Measles can cause a range of symptoms, including fever and a characteristic rash. It can also lead to pneumonia and encephalitis, which can kill. Children who survive severe bouts of measles can become blind or partly paralyzed.
Travelers often bring measles back with them, and in certain spots around the country, low vaccination rates make for good tinder for the virus to take hold and spread.
“This is a self-inflicted wound,” said Hotez, who has written a book about the anti-vaccine movement entitled “Vaccines Did Not Cause Rachel’s Autism.”
“This should be a wake-up call that the anti-vaccine movement is not a fringe movement. It is a well-organized public health destruction machine.”
Measles spike triggered by vaccination gaps
In the most comprehensive estimate of measles trends that covers the last 17 years of data, health groups said today that illness reports surged in 2017, reflecting severe and long outbreaks in many countries, along with gaps in vaccine coverage.
Outbreaks touched all regions of the world, and researchers estimated that measles caused about 110,000 deaths in 2017.
In the United States this year, Kansas City, Mo., reported two measles clusters, and parts of New Jersey and New York are currently experiencing measles outbreaks linked to people infected during overseas travel.
Researchers from the US Centers for Disease Control and Prevention (CDC) and the World Health Organization (WHO) published their findings today in Morbidity and Mortality Weekly Report and the WHO Weekly Epidemiological Record.
In a statement today, Soumya Swaminathan, MBBS, MD, deputy director-general for programs at the WHO said measles resurgence is concerning, especially in countries that had achieved or were close to achieving measles elimination.

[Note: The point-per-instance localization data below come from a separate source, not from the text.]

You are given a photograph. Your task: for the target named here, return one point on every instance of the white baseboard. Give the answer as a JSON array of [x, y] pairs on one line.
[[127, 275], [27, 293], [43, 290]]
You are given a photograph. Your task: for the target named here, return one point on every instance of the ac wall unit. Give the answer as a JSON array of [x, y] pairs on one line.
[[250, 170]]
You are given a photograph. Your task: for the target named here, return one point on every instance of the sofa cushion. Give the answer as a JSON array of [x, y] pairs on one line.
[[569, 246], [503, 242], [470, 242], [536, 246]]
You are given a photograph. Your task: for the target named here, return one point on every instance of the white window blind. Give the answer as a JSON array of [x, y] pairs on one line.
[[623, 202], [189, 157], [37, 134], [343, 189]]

“Without urgent efforts to increase vaccination coverage and identify populations with unacceptable levels of under-, or unimmunized children, we risk losing decades of progress in protecting children and communities against this devastating, but entirely preventable disease,” she said.
Vaccines saved an estimated 21 million
Using updated modeling data, the group estimates that since 2000, measles immunization has saved more than 21 million lives. However, since 2016, illness reports have increased by more than 30%.
Regions that experienced the greatest spikes in 2017 include the Americas, the Eastern Mediterranean region, and Europe. The only WHO region in which measles cases dropped was the Western Pacific.
As of July, measles has become endemic again in Venezuela, sparking imported cases and outbreaks in bordering countries. The report also says measles resurgence in Europe has probably reestablished endemic transmission in some of the region’s countries.
“These outbreaks highlight the fragility of gains made toward global and regional measles elimination goals,” the group wrote.
According to the report, global coverage for the first of two measles doses has stalled at 85%, which the authors say is far short of the 95% level needed to prevent outbreaks. Second-dose coverage is much lower at 67%.
Complacency, vaccine misinformation fuel increase
Seth Berkley, MD, chief executive officer of Gavi, the Vaccine Alliance, said in the WHO statement that the increase is deeply concerning but not surprising. He said complacency, the spread of falsehoods about the vaccine in Europe, Venezuela’s collapsing health system, and pockets of fragility and low vaccine coverage in Africa have combined to trigger a global resurgence after years of progress.
“Existing strategies need to change: more effort needs to go into increasing routine immunization coverage and strengthening health systems. Otherwise we will continue chasing one outbreak after another,” he said.
In their report, the authors call for investments in immunization systems combined with efforts to strengthen routine immunization, especially targeting the poorest, most marginalized communities, including those struggling with conflict and displacement.
They also said actions to bring down measles levels need to address misinformation and hesitancy about vaccines.